嘘は溺愛のはじまり
「普段は滅多にこっちに来ないからね。黙っててすみません」
「い、いえっ、あの、私も気づかなくて……。申し訳ありませんっ」
「改めまして……取締役の篠宮和樹です」
篠宮取締役の言葉に、私は慌てて頭を下げた。
それにしても、カフェのマスターが、取締役……?
いや逆か、取締役が、カフェのマスター……?
いまだ状況を理解できないで混乱していると、伊吹さんが「結麻さんも座って。あ、こっちにね」と、自らの隣を指し示す。

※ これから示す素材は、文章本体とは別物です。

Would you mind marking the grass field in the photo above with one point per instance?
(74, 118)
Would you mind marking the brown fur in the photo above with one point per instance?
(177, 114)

思わず躊躇してしまった私を見た伊吹さんは、やわりと腕を引き、私を自身の隣へと座らせた。
「和樹さんには普段は子会社の方に行ってもらっていて、そこが試験的に起ち上げたのがあのカフェなんだよ」
「まだ大々的に公表できるほどじゃないから、細々とね。楓くんにも手伝ってもらって」
「結局いちばん楽しんでるのは楓だな。和樹さんにはいつもご迷惑をおかけして、すみません」
「ははは、迷惑だなんて。むしろ助かってるよ。楓くんの出すランチ、人気だから」
ふたりの会話を、私はぼんやりと聞いていた。
だってまだ実感が湧かない、篠宮取締役がマスターと同一人物だったなんて……。